Customer experience is transforming at both ends of the spectrum – before the purchase and after the purchase. Some online players like Amazon, Lenskart, etc have already mainstreamed this. Newer technologies and AR technologies are driving this change and redefining customer experience. In 2020 it will be a perfectly mainstream expectation. Subscription based services drove this change early on. The advent of 5G in the US and shortly in India, will reduce entry barriers based on the shift to cloud and enabling of smartphones to be AR devices. From a ‘One-time contact resolution’ perspective, customers now expect brands and services to solve their problems in one connect and not a merry-go-round experience.
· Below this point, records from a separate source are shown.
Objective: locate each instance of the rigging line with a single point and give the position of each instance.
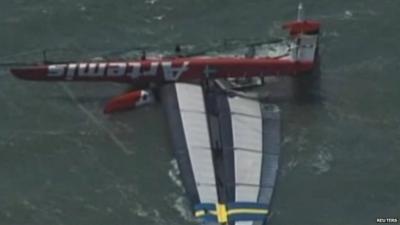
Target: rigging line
(96, 121)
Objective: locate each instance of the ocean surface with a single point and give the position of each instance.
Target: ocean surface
(62, 161)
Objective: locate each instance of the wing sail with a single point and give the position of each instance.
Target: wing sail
(227, 150)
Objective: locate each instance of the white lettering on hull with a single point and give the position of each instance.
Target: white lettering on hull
(133, 70)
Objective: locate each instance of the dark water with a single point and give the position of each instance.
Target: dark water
(63, 162)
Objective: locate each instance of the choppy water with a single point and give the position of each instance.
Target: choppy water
(63, 162)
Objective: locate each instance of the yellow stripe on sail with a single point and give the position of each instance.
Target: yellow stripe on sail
(222, 214)
(248, 211)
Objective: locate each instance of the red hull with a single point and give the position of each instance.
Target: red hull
(179, 69)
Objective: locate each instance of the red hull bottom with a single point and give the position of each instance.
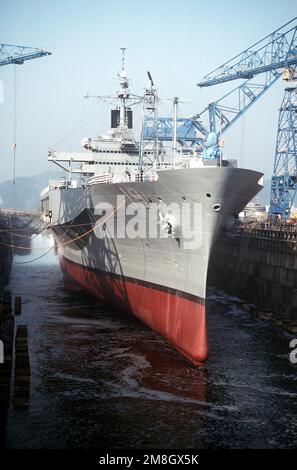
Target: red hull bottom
(179, 319)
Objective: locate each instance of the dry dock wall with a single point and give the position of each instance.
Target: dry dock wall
(259, 266)
(5, 250)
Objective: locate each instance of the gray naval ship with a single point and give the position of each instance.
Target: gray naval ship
(136, 227)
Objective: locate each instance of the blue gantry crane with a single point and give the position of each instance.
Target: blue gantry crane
(269, 58)
(10, 54)
(260, 66)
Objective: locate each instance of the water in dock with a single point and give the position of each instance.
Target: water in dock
(100, 378)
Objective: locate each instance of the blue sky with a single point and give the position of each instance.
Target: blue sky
(179, 42)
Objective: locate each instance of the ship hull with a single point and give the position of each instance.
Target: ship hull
(177, 316)
(160, 280)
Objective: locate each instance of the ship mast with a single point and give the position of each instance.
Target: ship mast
(123, 93)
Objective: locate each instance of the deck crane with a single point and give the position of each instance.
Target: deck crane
(10, 54)
(270, 57)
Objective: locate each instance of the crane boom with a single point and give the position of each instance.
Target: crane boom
(276, 51)
(11, 54)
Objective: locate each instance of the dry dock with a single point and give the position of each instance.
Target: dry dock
(259, 265)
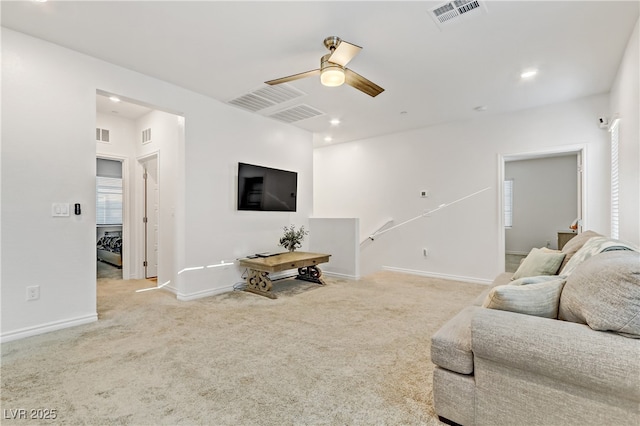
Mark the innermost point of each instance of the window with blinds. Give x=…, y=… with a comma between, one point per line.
x=615, y=212
x=108, y=201
x=508, y=203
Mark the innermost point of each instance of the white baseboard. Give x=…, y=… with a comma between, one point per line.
x=46, y=328
x=338, y=275
x=200, y=294
x=438, y=275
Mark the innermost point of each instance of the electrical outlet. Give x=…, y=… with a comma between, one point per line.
x=33, y=292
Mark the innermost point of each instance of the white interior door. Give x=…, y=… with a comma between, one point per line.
x=151, y=216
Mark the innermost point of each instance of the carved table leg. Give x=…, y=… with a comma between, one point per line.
x=259, y=282
x=310, y=273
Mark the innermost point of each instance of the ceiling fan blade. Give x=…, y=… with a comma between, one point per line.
x=293, y=77
x=357, y=81
x=344, y=53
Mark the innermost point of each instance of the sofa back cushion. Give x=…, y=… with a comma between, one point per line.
x=539, y=299
x=604, y=293
x=575, y=244
x=539, y=262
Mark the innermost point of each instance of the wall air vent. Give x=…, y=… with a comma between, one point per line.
x=296, y=113
x=266, y=97
x=146, y=135
x=102, y=135
x=451, y=11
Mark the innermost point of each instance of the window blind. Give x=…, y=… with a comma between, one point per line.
x=108, y=201
x=615, y=212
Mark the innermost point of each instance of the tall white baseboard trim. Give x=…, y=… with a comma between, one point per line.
x=46, y=328
x=438, y=275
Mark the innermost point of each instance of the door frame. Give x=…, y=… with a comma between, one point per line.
x=126, y=213
x=581, y=192
x=140, y=206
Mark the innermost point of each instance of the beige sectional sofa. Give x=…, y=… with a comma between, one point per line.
x=551, y=350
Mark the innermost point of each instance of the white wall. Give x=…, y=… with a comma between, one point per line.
x=625, y=103
x=545, y=201
x=48, y=155
x=379, y=178
x=341, y=239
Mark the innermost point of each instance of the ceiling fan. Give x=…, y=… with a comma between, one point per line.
x=332, y=68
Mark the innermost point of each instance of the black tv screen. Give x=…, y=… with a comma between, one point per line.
x=266, y=189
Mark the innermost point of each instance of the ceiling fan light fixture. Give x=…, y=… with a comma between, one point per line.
x=332, y=76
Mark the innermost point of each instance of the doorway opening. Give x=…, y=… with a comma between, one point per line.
x=541, y=200
x=109, y=218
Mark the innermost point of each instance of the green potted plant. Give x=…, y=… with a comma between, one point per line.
x=292, y=238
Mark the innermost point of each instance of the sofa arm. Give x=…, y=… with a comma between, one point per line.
x=564, y=351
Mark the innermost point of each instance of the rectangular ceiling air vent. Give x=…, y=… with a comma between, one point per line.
x=251, y=102
x=102, y=135
x=296, y=113
x=448, y=12
x=266, y=97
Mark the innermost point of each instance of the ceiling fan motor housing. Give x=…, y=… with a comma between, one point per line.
x=332, y=42
x=331, y=74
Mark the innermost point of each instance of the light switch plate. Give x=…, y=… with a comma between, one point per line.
x=60, y=209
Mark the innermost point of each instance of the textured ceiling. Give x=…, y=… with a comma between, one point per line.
x=431, y=73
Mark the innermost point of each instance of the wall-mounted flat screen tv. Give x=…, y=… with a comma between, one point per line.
x=266, y=189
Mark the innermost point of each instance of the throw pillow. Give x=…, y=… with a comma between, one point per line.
x=592, y=247
x=574, y=244
x=539, y=299
x=604, y=293
x=534, y=280
x=539, y=262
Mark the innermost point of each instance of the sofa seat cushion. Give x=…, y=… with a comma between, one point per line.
x=604, y=293
x=451, y=345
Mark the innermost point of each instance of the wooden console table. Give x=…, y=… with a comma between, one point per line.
x=259, y=282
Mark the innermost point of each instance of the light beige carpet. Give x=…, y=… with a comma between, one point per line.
x=348, y=353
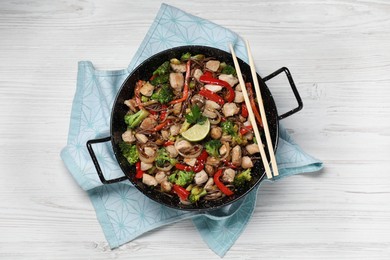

This will require big time collaboration and empowerment of front-line solution providers and customer experience staff at organisations.
 

  1. Conversational UI, smart customer journey analytics and augmented voice will substantially drive the omnichannel experience:

The omnichannel experiences includes new platforms, channels and technologies — all of which need to work seamlessly together. Organisation in my opinion, to use a popular phrase will have to get used to ‘twinning’.  Which means -move seamlessly from digital to physical experiences. Going forward, voice will be a big differentiator. The use of voice has quadrupled after the Telco price wars. At one end, it is about the sheer number of people who are unable to type their needs on a mobile at the other end it is the sheer convenience, where the teenagers are saying – “Why type when one can just ask?”
 
Initially I thought that I will include collaboration as one of the trends but on introspection I reached the conclusion that this is not a trend. It is an underlying business requirement that is not going to change in the future – The need to collaborate is all pervasive and timeless. The ecosystem needs an alignment between the consumer, marketer and technology. To use current lingo, CTOs, CMO, CSO, CIOs and other CXOs will need to become BFFs. Instead of operating in siloes, organisations will have to evolve to a more collaborative style of operating ensuring that technology resources and budgets are fungible to drive growth and generate value. Organisations that manage to achieve this seemingly impossible feat will not only survive but thrive in the future. So, lets brace for impact and be ready to dance in the eye of the storm in 2020!